The cathode material Na${}_x$FePO${}_4$ ($0<x<1$) of sodium-ion batteries displays complex phase segregation processes with the existence of an intermediate phase, and large volume change during charging/discharging. A chemo-mechanical phase-field model is developed to capture the thermodynamics of phase segregation along with the structural change that occurs in Na${}_x$FePO${}_4$. The multiwell potential of Na${}_x$FePO${}_4$ for the full range of concentration is constructed for the first time. This new model not only captures phase segregation into a sodium-poor phase FePO${}_4$ and a sodium-rich phase $N{a}_{2∕3}FeP{O}_4$ but also the solid-solution phase Na${}_x$FePO${}_4$ ($2∕3<x<1$).

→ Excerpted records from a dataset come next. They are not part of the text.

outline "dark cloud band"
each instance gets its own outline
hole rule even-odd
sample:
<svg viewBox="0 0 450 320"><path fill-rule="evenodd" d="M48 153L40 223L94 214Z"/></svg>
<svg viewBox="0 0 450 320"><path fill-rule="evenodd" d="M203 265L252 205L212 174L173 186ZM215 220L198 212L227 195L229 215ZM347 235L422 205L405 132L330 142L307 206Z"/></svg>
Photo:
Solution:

The microstructure evolution in the whole processes of sodiation and desodiation is investigated. The stress assisted diffusion induces the striking behavior of the maximum solubility limit going beyond 2/3 even within two-phase coexistence. Further, the formation of an intermediate phase leads to varying solubility limits which agrees with recent experimental observation, as well as a stress reduction behavior. Finally, our work suggests that prolate Na${}_x$FePO${}_4$ particles are mechanically more reliable due to nearly stress-free phases. We expect that the intermediate phase-induced stress reduction behavior provides a new concept for improving mechanical stability and thus better battery performance.

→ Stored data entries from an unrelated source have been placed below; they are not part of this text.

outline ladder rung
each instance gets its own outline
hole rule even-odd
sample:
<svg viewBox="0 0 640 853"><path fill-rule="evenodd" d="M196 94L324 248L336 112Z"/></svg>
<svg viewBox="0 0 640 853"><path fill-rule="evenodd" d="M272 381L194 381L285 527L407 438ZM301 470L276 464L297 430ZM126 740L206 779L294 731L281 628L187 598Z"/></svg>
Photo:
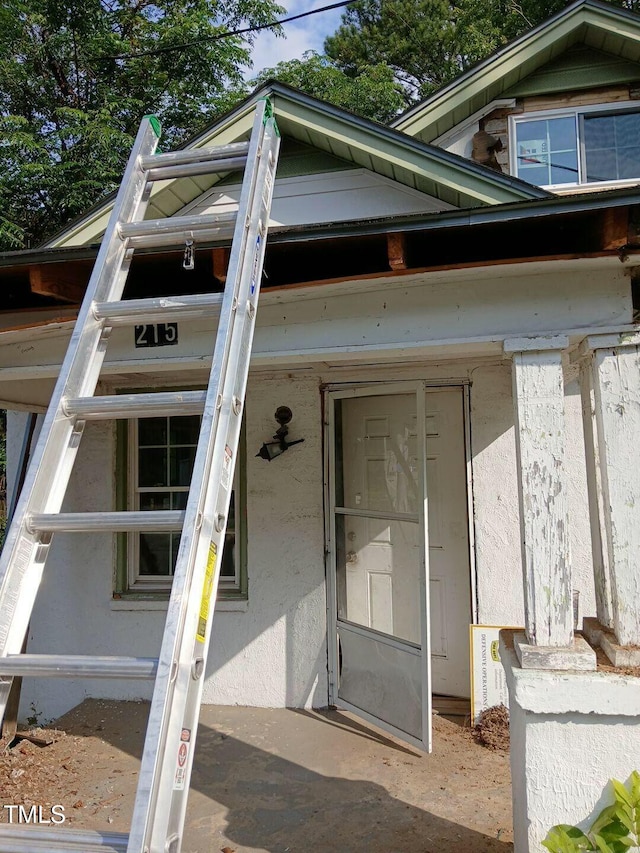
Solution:
<svg viewBox="0 0 640 853"><path fill-rule="evenodd" d="M93 316L97 320L106 320L109 326L137 326L142 323L219 317L223 296L223 293L198 293L193 296L97 302L93 306Z"/></svg>
<svg viewBox="0 0 640 853"><path fill-rule="evenodd" d="M132 249L155 246L180 245L186 240L213 239L231 233L236 212L202 214L201 216L168 216L166 219L146 219L142 222L123 222L119 225L120 237Z"/></svg>
<svg viewBox="0 0 640 853"><path fill-rule="evenodd" d="M28 527L40 533L114 533L143 531L170 533L182 530L182 510L149 510L142 512L58 512L33 513Z"/></svg>
<svg viewBox="0 0 640 853"><path fill-rule="evenodd" d="M231 142L229 145L215 145L210 148L185 148L166 154L149 154L140 158L140 166L147 170L156 166L186 166L189 163L225 160L227 157L246 157L248 153L248 142Z"/></svg>
<svg viewBox="0 0 640 853"><path fill-rule="evenodd" d="M152 394L113 394L64 400L65 415L82 420L153 418L161 415L200 415L206 391L163 391Z"/></svg>
<svg viewBox="0 0 640 853"><path fill-rule="evenodd" d="M126 853L128 841L123 832L0 826L0 853Z"/></svg>
<svg viewBox="0 0 640 853"><path fill-rule="evenodd" d="M190 178L194 175L215 175L236 172L247 165L246 157L226 157L220 160L201 160L184 166L153 166L147 172L148 181L168 181L172 178Z"/></svg>
<svg viewBox="0 0 640 853"><path fill-rule="evenodd" d="M155 678L155 658L98 655L7 655L0 658L4 676L44 678Z"/></svg>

正极材料Na${}_X$磷酸铁${}_4$ （$0<X<\mathrm{1个}$钠离子电池的）显示复杂的相分离过程，存在中间相，并且在充电/放电过程中体积变化很大。建立化学机械相场模型以捕获相分离的热力学以及在Na中发生的结构变化${}_X$磷酸铁${}_4$。Na的多孔势${}_X$磷酸铁${}_4$首次建立了完整的浓度范围。这个新模型不仅捕获了相分离成贫钠的FePO${}_4$ 和富钠相 $ñ{\mathrm{一种}}_{2∕3}FËP{Ø}_4$ 还有固溶相Na${}_X$磷酸铁${}_4$ （$2∕3<X<\mathrm{1个}$）。研究了整个消沉过程的微观结构演变。应力辅助扩散引起最大溶解度极限的惊人行为，甚至在两相共存时也超过2/3。此外，中间相的形成导致变化的溶解度极限，这与最近的实验观察一致，并且具有应力降低行为。最后，我们的工作表明Na${}_X$磷酸铁${}_4$由于几乎没有应力，因此颗粒在机械上更可靠。我们期望中间相诱导的应力降低行为提供了一个新的概念，以改善机械稳定性并因此改善电池性能。